Und dann der Geruch.
Es war anders.
Etwas war hereingeströmt. Alt vielleicht und auch noch feuchter und auch nach Wald riechend.
Esmeralda hielt es nicht länger aus. Sie wollte endgültig Bescheid wissen, auch wenn es ihr schwer fiel, aber was sein musste, das musste auch getan werden.
Sie drehte sich um.
Die Nonne schaute nach vorn und hatte das Gefühl, den Boden unter den Füßen zu verlieren.
Vor ihr stand ein Mann!
*
Es war eine Tatsache und keiner der alten Klosterwitze, die man sich so gern im leicht angetrunkenen Zustand an irgendwelchen Stammtischen erzählte.
Dieser Mann war keine Fiktion. Es gab ihn. Er war vorhanden, und er bewegte sich nicht. Er musste eine der schattigen Stellen verlassen haben, in der er in aller Ruhe hatte abwarten können. Jetzt aber war er ins Licht getreten und sehr deutlich zu erkennen, als würde er bewusst ausgeleuchtet.

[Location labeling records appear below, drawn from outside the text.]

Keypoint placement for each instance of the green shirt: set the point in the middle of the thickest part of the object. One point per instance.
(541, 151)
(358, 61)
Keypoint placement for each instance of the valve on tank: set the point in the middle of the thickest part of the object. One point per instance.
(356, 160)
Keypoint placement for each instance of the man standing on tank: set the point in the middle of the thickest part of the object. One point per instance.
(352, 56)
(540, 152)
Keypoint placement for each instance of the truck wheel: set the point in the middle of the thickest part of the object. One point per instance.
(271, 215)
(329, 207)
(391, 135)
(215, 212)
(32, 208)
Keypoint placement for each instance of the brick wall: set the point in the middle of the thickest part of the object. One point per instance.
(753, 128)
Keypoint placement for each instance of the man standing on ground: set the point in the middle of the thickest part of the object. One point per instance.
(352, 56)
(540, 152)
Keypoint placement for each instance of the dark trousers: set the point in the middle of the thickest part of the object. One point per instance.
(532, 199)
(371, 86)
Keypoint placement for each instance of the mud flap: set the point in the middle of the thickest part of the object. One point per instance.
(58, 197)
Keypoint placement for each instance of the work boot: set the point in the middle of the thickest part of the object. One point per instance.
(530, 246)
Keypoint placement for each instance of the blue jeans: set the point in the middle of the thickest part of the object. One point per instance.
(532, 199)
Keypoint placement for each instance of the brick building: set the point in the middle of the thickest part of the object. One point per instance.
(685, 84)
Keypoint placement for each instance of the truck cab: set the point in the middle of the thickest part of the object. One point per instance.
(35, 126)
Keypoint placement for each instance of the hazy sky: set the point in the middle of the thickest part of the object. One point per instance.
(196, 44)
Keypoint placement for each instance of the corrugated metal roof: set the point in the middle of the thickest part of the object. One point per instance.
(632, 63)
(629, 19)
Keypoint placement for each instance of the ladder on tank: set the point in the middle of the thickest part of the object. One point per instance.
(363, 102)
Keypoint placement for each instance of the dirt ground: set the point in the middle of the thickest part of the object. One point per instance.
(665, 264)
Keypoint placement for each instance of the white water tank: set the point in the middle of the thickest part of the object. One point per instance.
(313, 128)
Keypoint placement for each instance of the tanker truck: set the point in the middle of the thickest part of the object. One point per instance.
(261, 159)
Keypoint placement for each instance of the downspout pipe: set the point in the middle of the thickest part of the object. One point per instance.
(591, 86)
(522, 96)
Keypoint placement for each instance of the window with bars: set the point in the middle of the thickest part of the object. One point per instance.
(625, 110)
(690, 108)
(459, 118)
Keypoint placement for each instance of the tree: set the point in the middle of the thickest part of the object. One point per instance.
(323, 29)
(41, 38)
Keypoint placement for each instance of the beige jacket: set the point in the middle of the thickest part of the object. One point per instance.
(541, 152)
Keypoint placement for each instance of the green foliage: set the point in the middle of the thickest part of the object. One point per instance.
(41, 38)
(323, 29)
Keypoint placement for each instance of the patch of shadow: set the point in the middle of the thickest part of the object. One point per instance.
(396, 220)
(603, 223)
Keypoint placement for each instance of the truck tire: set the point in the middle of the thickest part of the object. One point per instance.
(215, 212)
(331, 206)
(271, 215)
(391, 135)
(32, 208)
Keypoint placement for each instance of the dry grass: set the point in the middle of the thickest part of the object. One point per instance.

Der Mann war eine düstere Erscheinung. Das lag zum größten Teil an seiner Kleidung, die aus einer dunklen Hose und aus einem schwarzen Mantel mit aufgesetzten Taschen bestand. Auf dem Kopf trug er einen Hut, dessen Krempe wellenförmig gebogen war und in Höhe der Stirn einen leichten Knick nach unten zeigte, sodass nicht alles von seinem Gesicht zu sehen war. Da gab es viel Schatten, und dieser Schatten setzte sich auch im unteren Teil des Gesichts fort, sodass auch dort nicht viel zu erkennen war.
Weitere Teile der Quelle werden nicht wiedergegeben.